Website services and more – if you’re thinking of maintaining a website or service and something goes wrong, there’s a lot of noise at night, and someone has to wake up to answer what’s happened. We will still have people on call 24/7, unless the service goes down. But it was a very disgusting job because you woke up many times for these little incidents. And now we’ve developed genetic systems to better detect and often reduce the number of problems that come up on living sites so that people don’t have to wake up in the middle of the night and go to their last place and try to find out what’s going on. And this also helps us to significantly reduce the time it takes to solve a problem.
One of the surprises at this time is that the deployment of agents has not happened as quickly as we expected even six months ago. I want to know why you think that.
If you think about people who are real estate agents, what keeps them from being successful, often, comes down to not really knowing what the goal of the agent should be. There is a cultural change that needs to happen in how people create these behaviors. What business problem are they trying to solve? What are they trying to achieve? You need to have a clear vision of what this agent’s success means. And you have to think, what data am I giving to the agent so that they can figure out how to complete the task?

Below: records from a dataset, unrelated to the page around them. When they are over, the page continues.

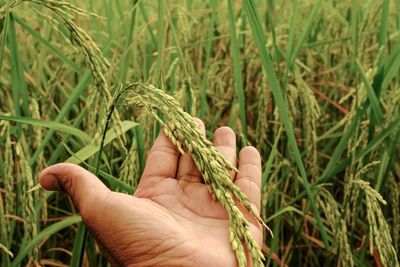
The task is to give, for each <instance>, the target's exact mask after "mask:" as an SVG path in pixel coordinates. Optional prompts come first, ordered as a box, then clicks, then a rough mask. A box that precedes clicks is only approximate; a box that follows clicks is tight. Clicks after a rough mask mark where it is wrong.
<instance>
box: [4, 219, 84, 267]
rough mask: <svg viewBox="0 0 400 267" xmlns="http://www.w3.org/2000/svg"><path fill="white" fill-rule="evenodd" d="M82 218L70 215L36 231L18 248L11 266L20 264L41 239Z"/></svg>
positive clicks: (16, 265)
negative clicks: (38, 231)
mask: <svg viewBox="0 0 400 267" xmlns="http://www.w3.org/2000/svg"><path fill="white" fill-rule="evenodd" d="M81 221H82V218H81V217H80V216H71V217H69V218H67V219H65V220H62V221H60V222H57V223H54V224H52V225H50V226H48V227H47V228H45V229H43V230H42V231H41V232H40V233H38V234H37V235H36V236H35V237H34V238H33V239H32V240H30V241H29V242H28V243H27V244H26V246H24V247H22V248H20V250H19V252H18V254H17V256H16V257H15V259H14V261H13V262H12V263H11V266H12V267H16V266H20V264H21V263H22V261H23V260H24V258H25V257H26V256H27V255H28V254H29V252H31V250H33V249H34V248H36V247H37V246H38V245H39V244H40V243H41V242H42V241H44V240H46V239H47V238H48V237H49V236H51V235H53V234H55V233H57V232H59V231H61V230H62V229H64V228H67V227H68V226H71V225H73V224H75V223H78V222H81Z"/></svg>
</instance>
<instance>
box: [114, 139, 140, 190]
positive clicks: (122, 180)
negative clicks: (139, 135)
mask: <svg viewBox="0 0 400 267" xmlns="http://www.w3.org/2000/svg"><path fill="white" fill-rule="evenodd" d="M139 174H140V167H139V158H138V151H137V139H136V138H133V139H132V144H131V146H130V148H129V150H128V154H127V155H126V156H125V159H124V161H123V163H122V165H121V167H120V175H119V176H120V179H121V180H122V181H124V182H125V183H127V184H128V185H130V186H131V187H133V188H134V190H135V189H136V186H137V184H138V182H139V178H140V175H139Z"/></svg>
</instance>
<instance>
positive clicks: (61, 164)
mask: <svg viewBox="0 0 400 267" xmlns="http://www.w3.org/2000/svg"><path fill="white" fill-rule="evenodd" d="M198 123H199V125H200V128H201V131H202V133H203V134H204V132H205V130H204V125H203V123H202V122H201V121H198ZM214 144H215V146H216V147H217V148H218V150H219V151H220V152H221V153H222V154H223V155H224V156H225V157H226V158H227V159H228V160H229V161H231V162H232V164H233V165H234V166H236V165H237V160H236V140H235V134H234V132H233V131H232V130H231V129H230V128H227V127H222V128H219V129H218V130H217V131H216V132H215V135H214ZM238 169H239V174H238V175H235V174H233V173H232V179H234V181H235V183H236V184H237V185H238V186H239V187H240V189H241V190H242V191H243V192H244V193H245V194H246V195H247V196H248V197H249V198H250V201H251V202H252V203H253V204H254V207H255V208H256V209H257V210H259V209H260V182H261V160H260V155H259V153H258V151H257V150H256V149H255V148H254V147H245V148H243V149H242V150H241V151H240V154H239V166H238ZM40 183H41V185H42V187H44V188H45V189H48V190H63V191H64V192H66V193H67V194H68V195H69V196H70V197H71V199H72V201H73V202H74V204H75V206H76V207H77V208H78V209H79V210H80V214H81V216H82V219H83V222H84V223H85V224H86V226H87V227H88V229H89V231H90V232H91V233H92V234H93V235H94V237H95V238H96V240H97V241H98V242H99V244H100V245H101V246H102V247H103V248H104V250H105V252H106V254H107V255H108V256H109V258H110V261H111V262H112V263H113V265H118V266H119V265H122V266H128V265H134V266H236V265H237V262H236V258H235V254H234V252H233V251H232V248H231V245H230V242H229V231H228V226H229V220H228V216H227V212H226V211H225V209H224V208H222V206H221V205H220V204H219V203H218V202H217V201H214V200H213V198H212V197H211V195H210V193H209V191H208V189H207V186H206V185H204V184H203V183H202V177H201V174H200V172H199V171H198V170H197V168H196V166H195V164H194V162H193V159H192V158H191V156H190V154H189V153H186V154H184V155H180V154H179V152H178V151H177V149H176V148H175V147H174V145H173V144H172V143H171V141H170V140H169V139H168V138H167V137H166V135H165V134H164V133H163V132H162V131H161V133H160V135H159V136H158V138H157V139H156V141H155V143H154V145H153V147H152V149H151V151H150V152H149V156H148V159H147V163H146V167H145V170H144V172H143V175H142V178H141V180H140V183H139V185H138V187H137V190H136V192H135V194H134V196H130V195H127V194H122V193H116V192H112V191H110V190H109V189H108V188H107V187H106V186H105V185H104V184H102V183H101V182H100V180H99V179H98V178H97V177H96V176H94V175H93V174H92V173H90V172H88V171H86V170H85V169H83V168H81V167H79V166H78V165H74V164H67V163H61V164H57V165H54V166H51V167H49V168H47V169H45V170H44V171H43V172H42V173H41V174H40ZM244 214H245V216H246V217H247V219H249V221H250V223H251V232H252V234H253V236H254V238H255V240H256V241H257V242H258V244H259V245H260V246H261V244H262V229H261V226H260V225H259V224H258V223H257V222H256V221H255V220H254V219H253V218H252V217H251V216H250V215H249V214H248V213H247V212H244ZM248 261H249V262H251V258H250V257H248Z"/></svg>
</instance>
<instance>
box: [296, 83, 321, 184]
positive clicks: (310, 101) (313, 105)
mask: <svg viewBox="0 0 400 267" xmlns="http://www.w3.org/2000/svg"><path fill="white" fill-rule="evenodd" d="M298 79H299V80H298V81H297V86H298V87H299V88H300V89H299V101H300V103H301V109H302V126H303V140H304V148H305V151H306V155H307V158H308V160H306V161H305V164H306V166H307V168H308V169H309V170H310V175H312V177H313V179H314V180H316V179H317V178H318V177H319V166H318V165H319V164H318V149H317V142H318V135H317V125H318V120H319V118H320V116H321V111H320V108H319V105H318V102H317V100H316V98H315V96H314V93H313V92H312V91H311V89H310V88H309V87H308V85H307V83H306V82H305V81H304V80H302V79H300V78H298Z"/></svg>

We see those things as major stumbling blocks, more than the usual uncertainty of allowing agents to be deployed. Anyone who goes to look at these systems will see a return on investment.
You mention general uncertainty, which I think sounds like a big barrier from the outside. Why do you see it as less of a problem to do?

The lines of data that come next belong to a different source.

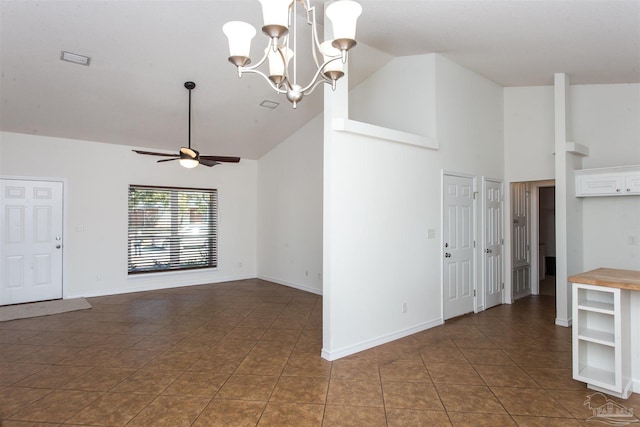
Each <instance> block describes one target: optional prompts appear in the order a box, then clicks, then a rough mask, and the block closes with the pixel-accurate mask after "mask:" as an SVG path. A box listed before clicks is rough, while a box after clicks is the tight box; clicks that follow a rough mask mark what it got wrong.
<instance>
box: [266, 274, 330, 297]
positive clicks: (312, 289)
mask: <svg viewBox="0 0 640 427" xmlns="http://www.w3.org/2000/svg"><path fill="white" fill-rule="evenodd" d="M258 279H261V280H266V281H268V282H273V283H277V284H278V285H283V286H288V287H290V288H294V289H299V290H301V291H305V292H309V293H312V294H316V295H322V289H316V288H310V287H308V286H304V285H300V284H297V283H292V282H288V281H286V280H282V279H276V278H275V277H269V276H263V275H259V276H258Z"/></svg>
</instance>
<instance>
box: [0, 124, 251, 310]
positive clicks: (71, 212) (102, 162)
mask: <svg viewBox="0 0 640 427" xmlns="http://www.w3.org/2000/svg"><path fill="white" fill-rule="evenodd" d="M131 148H132V147H128V146H120V145H112V144H101V143H96V142H91V141H78V140H69V139H61V138H52V137H45V136H34V135H24V134H16V133H7V132H2V133H0V158H1V160H0V175H3V176H19V177H48V178H62V179H65V180H66V184H67V185H66V187H65V189H64V191H65V195H66V206H65V223H64V227H65V231H64V279H63V280H64V284H63V286H64V289H63V296H64V297H65V298H70V297H79V296H93V295H105V294H114V293H123V292H132V291H138V290H148V289H159V288H165V287H175V286H186V285H193V284H203V283H213V282H221V281H227V280H236V279H242V278H250V277H256V271H257V267H256V264H257V263H256V252H257V251H256V235H257V232H256V230H257V226H256V212H257V209H256V200H257V186H256V182H257V180H256V178H257V165H256V162H255V161H252V160H241V161H240V163H239V164H223V165H218V166H215V167H213V168H207V167H202V166H200V167H198V168H196V169H190V170H188V169H184V168H182V167H180V166H179V165H178V162H171V163H165V164H158V163H156V162H155V159H154V158H153V157H150V156H141V155H138V154H135V153H133V152H132V151H131ZM129 184H149V185H167V186H185V187H200V188H202V187H204V188H217V189H218V203H219V240H218V242H219V243H218V244H219V246H218V255H219V256H218V264H219V266H218V268H217V269H215V270H209V269H206V270H198V271H197V272H174V273H156V274H149V275H136V276H135V277H131V278H129V277H127V217H128V214H127V200H128V199H127V194H128V186H129ZM81 230H83V231H81Z"/></svg>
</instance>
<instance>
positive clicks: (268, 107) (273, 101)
mask: <svg viewBox="0 0 640 427" xmlns="http://www.w3.org/2000/svg"><path fill="white" fill-rule="evenodd" d="M278 105H280V103H279V102H275V101H269V100H268V99H265V100H264V101H262V102H261V103H260V106H261V107H264V108H269V109H270V110H275V109H276V108H278Z"/></svg>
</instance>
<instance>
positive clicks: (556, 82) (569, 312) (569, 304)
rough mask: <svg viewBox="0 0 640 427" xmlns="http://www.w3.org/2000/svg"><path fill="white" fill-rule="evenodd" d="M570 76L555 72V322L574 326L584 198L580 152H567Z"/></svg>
mask: <svg viewBox="0 0 640 427" xmlns="http://www.w3.org/2000/svg"><path fill="white" fill-rule="evenodd" d="M569 90H570V87H569V77H568V76H567V75H565V74H561V73H558V74H555V75H554V106H555V111H554V116H555V152H556V159H555V162H556V164H555V167H556V325H560V326H571V321H572V319H571V311H572V310H571V283H569V282H568V280H567V279H568V277H569V276H571V275H573V274H578V273H581V272H582V265H583V262H582V261H583V250H582V201H581V200H580V199H578V198H577V197H576V196H575V178H574V176H575V174H574V171H575V170H576V169H580V168H581V166H582V158H581V156H580V155H579V154H577V153H574V152H568V151H567V141H571V140H572V138H571V136H570V130H571V125H570V105H569V104H570V102H569Z"/></svg>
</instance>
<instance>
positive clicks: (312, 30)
mask: <svg viewBox="0 0 640 427" xmlns="http://www.w3.org/2000/svg"><path fill="white" fill-rule="evenodd" d="M301 1H302V0H301ZM309 17H311V22H309ZM307 24H310V25H311V53H312V54H313V61H314V62H315V64H316V67H319V68H320V65H319V64H320V62H319V61H318V51H319V52H320V53H322V50H321V49H320V40H319V39H318V26H317V25H316V7H315V6H313V7H311V8H310V9H308V10H307Z"/></svg>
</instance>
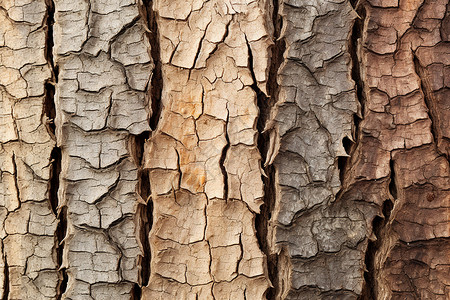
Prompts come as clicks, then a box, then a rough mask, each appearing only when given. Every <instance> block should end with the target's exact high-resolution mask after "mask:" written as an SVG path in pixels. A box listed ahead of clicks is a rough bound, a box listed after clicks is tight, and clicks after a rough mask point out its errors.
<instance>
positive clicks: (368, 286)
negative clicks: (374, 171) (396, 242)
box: [360, 160, 397, 300]
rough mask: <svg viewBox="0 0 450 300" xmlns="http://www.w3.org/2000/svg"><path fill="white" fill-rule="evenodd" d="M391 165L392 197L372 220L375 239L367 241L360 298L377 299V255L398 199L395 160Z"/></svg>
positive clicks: (390, 178) (386, 237)
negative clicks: (380, 213) (374, 217)
mask: <svg viewBox="0 0 450 300" xmlns="http://www.w3.org/2000/svg"><path fill="white" fill-rule="evenodd" d="M389 166H390V178H389V179H390V181H389V193H390V197H391V199H386V200H385V201H384V202H383V205H382V209H381V216H376V217H375V218H374V219H373V221H372V233H373V235H374V236H375V238H374V240H369V242H368V243H367V249H366V254H365V257H364V263H365V265H366V270H365V272H364V281H365V282H364V285H363V289H362V292H361V297H360V299H362V300H371V299H377V296H378V295H377V292H376V291H377V275H378V271H377V269H376V262H377V259H376V256H377V254H378V253H379V251H380V250H381V248H382V245H383V242H384V240H385V238H388V236H387V234H388V233H387V232H386V229H387V225H388V224H389V222H390V217H391V212H392V209H393V208H394V202H395V200H396V199H397V186H396V183H395V171H394V161H393V160H391V161H390V162H389Z"/></svg>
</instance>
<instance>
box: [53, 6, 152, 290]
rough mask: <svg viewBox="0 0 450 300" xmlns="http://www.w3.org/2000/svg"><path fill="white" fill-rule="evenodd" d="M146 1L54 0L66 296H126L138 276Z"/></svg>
mask: <svg viewBox="0 0 450 300" xmlns="http://www.w3.org/2000/svg"><path fill="white" fill-rule="evenodd" d="M139 10H140V6H139V3H138V2H137V1H134V0H129V1H100V0H99V1H97V0H92V1H84V0H80V1H73V0H70V1H65V0H64V1H57V2H55V26H54V32H55V38H54V41H55V45H54V48H53V52H54V55H55V64H56V65H57V68H58V70H59V73H58V83H57V85H56V95H55V103H56V111H57V114H56V136H57V138H58V146H59V147H60V148H61V153H62V161H61V175H60V181H61V183H60V188H59V194H58V196H59V209H60V210H64V211H65V215H66V230H65V236H64V241H63V245H64V250H63V261H62V266H61V267H62V268H65V270H66V271H65V272H66V273H67V276H68V282H67V289H66V291H65V292H64V294H63V299H64V298H67V299H124V298H127V297H129V295H130V294H131V291H132V289H133V286H134V284H135V283H138V282H140V278H139V276H140V274H139V268H140V266H139V257H140V256H143V253H142V247H140V241H139V240H138V235H139V232H138V231H139V228H138V224H139V220H137V219H138V218H139V217H140V214H138V199H139V195H138V194H137V192H136V190H137V183H138V165H139V161H136V157H133V155H134V152H135V150H134V149H132V148H133V146H135V145H134V143H133V141H134V140H135V139H134V137H133V135H138V134H140V133H142V132H144V131H147V130H149V129H150V127H149V123H148V120H149V115H150V110H149V99H148V92H147V91H148V86H149V85H148V84H149V79H150V77H151V70H152V68H153V63H152V60H151V57H150V44H149V40H148V37H147V35H146V29H145V21H144V20H143V18H142V15H141V12H140V11H139ZM144 19H145V18H144ZM128 144H131V149H130V147H129V146H128Z"/></svg>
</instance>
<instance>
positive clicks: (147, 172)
mask: <svg viewBox="0 0 450 300" xmlns="http://www.w3.org/2000/svg"><path fill="white" fill-rule="evenodd" d="M138 192H139V195H140V196H141V197H142V199H143V200H144V201H145V202H146V204H143V203H141V204H139V207H138V213H137V215H138V216H139V222H140V232H139V235H140V236H139V239H140V242H141V244H142V250H143V256H142V258H141V263H140V285H141V286H146V285H147V284H148V281H149V278H150V261H151V252H150V250H151V249H150V240H149V235H150V230H151V228H152V225H153V202H152V201H151V199H150V178H149V172H148V170H147V169H140V170H139V186H138Z"/></svg>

First, I think it will become more common for agent systems to have human-in-the-loop activities. Consider something like a package restore. If you had a return workflow that was only 90% and 10% human intervention, where someone would have to go look at the package and make a decision about how the package was damaged before deciding to accept the return.
This is a great example of how the computer interface is getting so good that most of the time, we don’t need to monitor the traffic and make sure. There will still be some borderline situations, where maybe computer vision isn’t good enough to make a phone call, and maybe there’s a hike. It’s like, how many times do you have to call the manager?
There are some things that always need to be supervised by people, because they are very difficult tasks. Consider being responsible for contractual obligations, or entering code into the codebase that may affect the reliability of your system. But even so, there is the question of how far we can go in making this whole process.